Overerupted opposing teeth: recommendations?

I have a 50 year old female patient whose LL6 and 7 have been missing for some years.  She has requested implants to replace these missing teeth.  UL6 has over-erupted to the extent that there is reduced inter-arch space and UL7 to the extent that there is virtually no space for restoring the implants.  Enameloplasty of the opposing teeth may be sufficient to create enough space for the first molar but would have to be quite aggressive for the second molar.  Appearance is not an issue.  She is prepared to compromise and to just have the first molar restored. but I feel this would be a half measure. What do you recommend?

11 thoughts on “Overerupted opposing teeth: recommendations?

  1. DTY says:

    Some options;

    1) DO NOTHING, tell her it just won’t work
    2) elective endo and crowns, I hate to kill off healthy teeth, but sometimes you have to compromise for overall well being
    3) extract and implant, again I emphasize that I hate to kill healthy teeth, so …

  2. Merlin P. Ohmer, DDS, MAGD says:

    If you can replace the 1st molar and get good occlusion, just place an implant for the 1st molar. 2nd molars frankly have minimal function. If the 2nd molar is that supererrupted, remove it. Or do nothing and let it all ride. Not placing a 2nd molar implant is hardly a compromise.

  3. Charles Lamberta says:

    Tuff call, you have to explain that there is no easy solution. Hard to say without seeing radiographs and articulated model. Could turn out to be a nightmare especially if the over erupted teeth have brought the bone and sinus with them. Could require more rehabilitation then either you or the patient would like to get into. Good luck!

  4. Dr. Gerald Rudick says:

    We have no photos , xrays or scan to be able to give a reliable opinion of what to do….but do consider sending her to an Orthodontist for an opinion,……..they are able to intrude teeth that have become extruded.

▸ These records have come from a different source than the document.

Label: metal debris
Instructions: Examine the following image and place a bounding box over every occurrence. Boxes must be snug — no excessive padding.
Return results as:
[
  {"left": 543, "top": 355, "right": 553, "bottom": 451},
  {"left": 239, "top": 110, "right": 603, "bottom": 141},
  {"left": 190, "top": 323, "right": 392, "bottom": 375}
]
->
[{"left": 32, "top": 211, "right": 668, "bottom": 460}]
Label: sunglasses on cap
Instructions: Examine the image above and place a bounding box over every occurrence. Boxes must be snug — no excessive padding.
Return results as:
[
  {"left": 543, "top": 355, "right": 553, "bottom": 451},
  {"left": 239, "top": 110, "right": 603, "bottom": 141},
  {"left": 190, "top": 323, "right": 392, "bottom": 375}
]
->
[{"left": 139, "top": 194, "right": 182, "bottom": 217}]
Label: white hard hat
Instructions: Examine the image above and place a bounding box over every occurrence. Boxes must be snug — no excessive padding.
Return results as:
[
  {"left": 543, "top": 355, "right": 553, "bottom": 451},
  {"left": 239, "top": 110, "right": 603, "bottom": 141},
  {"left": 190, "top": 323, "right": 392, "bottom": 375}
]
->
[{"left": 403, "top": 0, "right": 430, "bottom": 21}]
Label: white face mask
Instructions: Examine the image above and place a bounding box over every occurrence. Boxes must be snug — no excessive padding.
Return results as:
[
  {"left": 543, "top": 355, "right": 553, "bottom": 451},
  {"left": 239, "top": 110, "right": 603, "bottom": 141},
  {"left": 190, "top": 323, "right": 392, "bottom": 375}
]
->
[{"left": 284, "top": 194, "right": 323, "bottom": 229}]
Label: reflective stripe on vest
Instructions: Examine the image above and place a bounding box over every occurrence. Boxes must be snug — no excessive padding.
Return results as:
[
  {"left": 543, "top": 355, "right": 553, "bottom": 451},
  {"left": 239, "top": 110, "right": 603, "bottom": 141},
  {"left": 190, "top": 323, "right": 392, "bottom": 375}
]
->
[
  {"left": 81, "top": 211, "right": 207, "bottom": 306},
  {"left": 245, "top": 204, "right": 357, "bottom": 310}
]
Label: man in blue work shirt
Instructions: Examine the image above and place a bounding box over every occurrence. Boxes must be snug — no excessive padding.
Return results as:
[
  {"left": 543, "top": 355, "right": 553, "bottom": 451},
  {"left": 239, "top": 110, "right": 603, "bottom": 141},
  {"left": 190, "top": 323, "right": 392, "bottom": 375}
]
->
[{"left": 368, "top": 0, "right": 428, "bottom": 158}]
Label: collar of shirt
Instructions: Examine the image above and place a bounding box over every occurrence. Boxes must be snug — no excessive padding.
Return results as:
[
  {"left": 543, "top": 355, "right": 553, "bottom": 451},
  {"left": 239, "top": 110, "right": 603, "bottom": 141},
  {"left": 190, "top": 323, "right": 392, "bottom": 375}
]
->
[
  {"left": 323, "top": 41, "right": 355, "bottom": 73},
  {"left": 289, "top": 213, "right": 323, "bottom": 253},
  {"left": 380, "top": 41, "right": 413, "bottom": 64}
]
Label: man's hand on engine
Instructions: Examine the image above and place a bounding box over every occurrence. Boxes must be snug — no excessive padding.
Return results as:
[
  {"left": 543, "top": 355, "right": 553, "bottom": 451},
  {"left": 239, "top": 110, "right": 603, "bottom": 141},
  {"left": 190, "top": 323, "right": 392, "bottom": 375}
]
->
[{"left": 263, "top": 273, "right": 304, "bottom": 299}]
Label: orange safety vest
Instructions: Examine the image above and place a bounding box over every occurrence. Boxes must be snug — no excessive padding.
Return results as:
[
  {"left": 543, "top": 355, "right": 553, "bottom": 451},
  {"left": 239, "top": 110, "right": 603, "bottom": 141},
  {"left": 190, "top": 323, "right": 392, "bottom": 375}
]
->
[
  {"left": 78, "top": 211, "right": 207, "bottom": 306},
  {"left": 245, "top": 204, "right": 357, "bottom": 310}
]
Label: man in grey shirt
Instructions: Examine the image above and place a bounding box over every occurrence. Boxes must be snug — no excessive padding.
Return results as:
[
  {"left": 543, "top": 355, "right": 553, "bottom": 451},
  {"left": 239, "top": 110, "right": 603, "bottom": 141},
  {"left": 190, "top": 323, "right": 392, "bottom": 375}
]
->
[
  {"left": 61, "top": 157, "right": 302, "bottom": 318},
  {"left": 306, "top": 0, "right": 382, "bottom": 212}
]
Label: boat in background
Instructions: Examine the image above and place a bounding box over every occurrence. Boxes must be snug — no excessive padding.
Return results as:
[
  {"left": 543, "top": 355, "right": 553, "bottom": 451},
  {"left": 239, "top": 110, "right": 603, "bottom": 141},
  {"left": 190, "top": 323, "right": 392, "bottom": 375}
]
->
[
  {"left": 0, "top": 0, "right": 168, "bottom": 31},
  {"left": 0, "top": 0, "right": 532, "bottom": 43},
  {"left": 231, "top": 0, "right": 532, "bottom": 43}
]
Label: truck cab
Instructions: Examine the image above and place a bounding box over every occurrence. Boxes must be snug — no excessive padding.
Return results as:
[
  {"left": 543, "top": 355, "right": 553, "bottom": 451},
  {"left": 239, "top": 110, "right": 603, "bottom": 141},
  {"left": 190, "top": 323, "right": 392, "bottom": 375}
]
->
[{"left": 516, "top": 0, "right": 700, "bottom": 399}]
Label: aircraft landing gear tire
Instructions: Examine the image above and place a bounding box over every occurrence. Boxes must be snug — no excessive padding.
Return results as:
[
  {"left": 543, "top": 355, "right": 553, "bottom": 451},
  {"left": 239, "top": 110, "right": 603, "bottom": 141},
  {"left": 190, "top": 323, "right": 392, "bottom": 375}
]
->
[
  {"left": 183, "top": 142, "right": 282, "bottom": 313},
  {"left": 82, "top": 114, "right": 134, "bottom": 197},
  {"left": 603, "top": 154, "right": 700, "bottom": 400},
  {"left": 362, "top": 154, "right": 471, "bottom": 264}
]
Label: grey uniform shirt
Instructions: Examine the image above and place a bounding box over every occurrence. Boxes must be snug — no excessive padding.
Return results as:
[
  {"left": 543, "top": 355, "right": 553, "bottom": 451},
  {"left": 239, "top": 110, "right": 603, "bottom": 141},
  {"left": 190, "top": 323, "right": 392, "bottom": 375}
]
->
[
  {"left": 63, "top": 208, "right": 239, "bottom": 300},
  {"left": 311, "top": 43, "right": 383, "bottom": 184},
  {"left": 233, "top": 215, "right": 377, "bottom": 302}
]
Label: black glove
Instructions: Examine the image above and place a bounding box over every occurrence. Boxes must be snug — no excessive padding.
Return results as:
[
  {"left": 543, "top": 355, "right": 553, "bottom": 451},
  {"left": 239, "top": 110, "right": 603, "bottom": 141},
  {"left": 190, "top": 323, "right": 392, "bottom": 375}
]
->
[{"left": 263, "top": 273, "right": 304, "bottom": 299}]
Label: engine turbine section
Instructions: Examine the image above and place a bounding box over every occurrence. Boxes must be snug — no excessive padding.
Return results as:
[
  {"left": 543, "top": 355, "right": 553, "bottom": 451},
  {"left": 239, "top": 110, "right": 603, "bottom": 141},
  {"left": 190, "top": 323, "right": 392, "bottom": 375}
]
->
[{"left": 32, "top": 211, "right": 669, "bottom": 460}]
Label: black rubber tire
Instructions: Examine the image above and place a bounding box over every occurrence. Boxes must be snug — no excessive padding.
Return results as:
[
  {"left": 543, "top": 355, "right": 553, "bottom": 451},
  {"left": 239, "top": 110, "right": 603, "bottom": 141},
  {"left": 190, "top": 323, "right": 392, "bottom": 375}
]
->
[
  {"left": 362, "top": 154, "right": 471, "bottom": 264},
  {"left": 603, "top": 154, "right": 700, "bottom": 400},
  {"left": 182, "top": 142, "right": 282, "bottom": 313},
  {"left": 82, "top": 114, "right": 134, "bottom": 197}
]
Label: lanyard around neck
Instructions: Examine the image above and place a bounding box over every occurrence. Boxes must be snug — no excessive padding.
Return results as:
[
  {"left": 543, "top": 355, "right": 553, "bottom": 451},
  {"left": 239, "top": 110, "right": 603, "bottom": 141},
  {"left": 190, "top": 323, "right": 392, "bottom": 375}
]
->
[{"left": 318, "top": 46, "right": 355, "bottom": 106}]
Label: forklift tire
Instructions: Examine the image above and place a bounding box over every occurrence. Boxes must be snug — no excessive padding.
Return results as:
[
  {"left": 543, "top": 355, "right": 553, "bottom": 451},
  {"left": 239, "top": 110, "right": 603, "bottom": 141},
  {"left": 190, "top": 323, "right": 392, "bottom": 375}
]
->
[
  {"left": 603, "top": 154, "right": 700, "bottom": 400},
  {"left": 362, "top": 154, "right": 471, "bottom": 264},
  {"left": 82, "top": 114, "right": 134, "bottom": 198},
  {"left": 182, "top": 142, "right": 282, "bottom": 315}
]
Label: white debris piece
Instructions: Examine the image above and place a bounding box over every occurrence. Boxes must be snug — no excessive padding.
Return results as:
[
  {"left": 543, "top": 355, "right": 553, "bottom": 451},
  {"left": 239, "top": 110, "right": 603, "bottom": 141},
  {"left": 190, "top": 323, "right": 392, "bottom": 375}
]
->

  5. Juan Carlos Echeverri says:

    If you have experience in orthodontics, there is and intrusion movement that will help with a situation such as this one. You need:
    1)healthy periodontium on the teeth to intrude
    2) TADs (Temporary anchorage devices) on both sides buccal and palatal
    3) mechanical power provided by niti springs or power chain.
    4) patience, as this, same as implant stability is based on bone remodeling.
    It can be done but it needs the above requirements and a doctor who knows orthodontics and TAD management.
    JC Echeverri DDS

  6. Keith Hollander says:

    Although the enamoplasy of the second molar would be aggressive, at best you cold cover the exposed dentine with a bonded ceramic onlay, gold, or Zr crown. Worst case would be an exposure then amount of reduction is not an issue, after RCTx.

    • denis Cunneen says:

      Pretty straight forward (no X-rays or photos to complicate the discussion)
      Restoration of first molar is more than adequate occlusion.
      Upper second molar is entirely disposable,
      You could prevent further supra eruption of the second molar. crowni the maxillary first molar with a non bonded extension , onto the adjusted medial of the Second

  7. RIchard Waghalter, DDS says:

    Mzin p2roblem is abnormal wear of teeth overt0ime and
    increased contact areas. There is a need to re-establish cuspid rise and remove balancing contacts and CR-CO interferences. Re-directing the occlusal contacts along the long axis of the tooth minimizes bruxism which is detrimental to implants. Take study models and do occlusal adjustments before planning or restoring any dental implants. Ring adjustments get the patient to ‘fake’ tension and you will see more retrusive contacts than you had ever thought possible on the posterior teeth. ALso be aware of patients with dual bites, or very long centrics, especially class two malocclusions.

  8. Mike says:

    Upper seconds molars entirely disposable?? If you want to compress the tmjs.
    Cuspid rise is not as important as established proper maximum intercuspation position for the lower jaw.